Scoff all you want, but know this: Like Birkenstocks, steakhouses have remarkable staying power. While you can (and should) cook good steak yourself, chances are you aren't chummy with a good cattle purveyor or have a commercial broiler at home. That's where steakhouses come in: They can transcend your need for a revelatory experience, provided the experiences are good enough to justify the cost of a tasting menu.
That's where I come in. Over the past three weeks, I visited several local steakhouses and tested classic cuts such as rib-eye and New York strip steaks, where available.
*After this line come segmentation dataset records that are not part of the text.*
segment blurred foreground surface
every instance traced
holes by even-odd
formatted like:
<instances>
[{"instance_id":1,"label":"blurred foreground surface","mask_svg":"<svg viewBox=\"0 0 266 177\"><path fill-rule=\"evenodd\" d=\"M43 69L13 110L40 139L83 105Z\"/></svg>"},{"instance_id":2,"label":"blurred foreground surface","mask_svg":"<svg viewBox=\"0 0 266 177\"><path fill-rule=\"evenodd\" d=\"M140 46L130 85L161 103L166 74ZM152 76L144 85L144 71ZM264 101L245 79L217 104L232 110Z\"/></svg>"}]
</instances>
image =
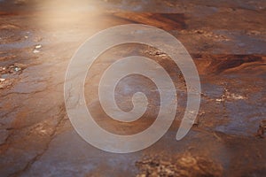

My arteries swelled a little, but I lived to tell the tale.
Some caveats: Chain steakhouses were excluded from our list, and we didn't visit every steakhouse in the metro area. But if you're looking for a break from the grill or a place to treat yourself — or dad for Father's Day — here are eight (ranked) options.
8. Baldamar
What to build in the middle of a parking lot, where an AMC movie theater, Chipotle and Williams-Sonoma beckon?
A steakhouse, but make it fancy: Design it like an airline lounge with high ceilings, glossy lighting and sleek, rounded edges.
"Welcome to Baldamar," a hostess coos, before parading us through a dining room filled with patrons dressed like Disneyland visitors breaking for lunch. Such are the travails of building a shopping-mall steakhouse.
Baldamar looks better than it needs to be, and the servers play their role well, strutting around in leather aprons. It all looks promising.
Until it isn't. Both steaks — New York strip ($53, 14 oz.) and rib-eye ($58, 18 oz.) — are sloppily cooked, as if the cooks had fun playing Tetris on the grill. That may explain why some parts are gray and mealy while others are done to the correct temperature. One corner of the steak has some semblance of a crust.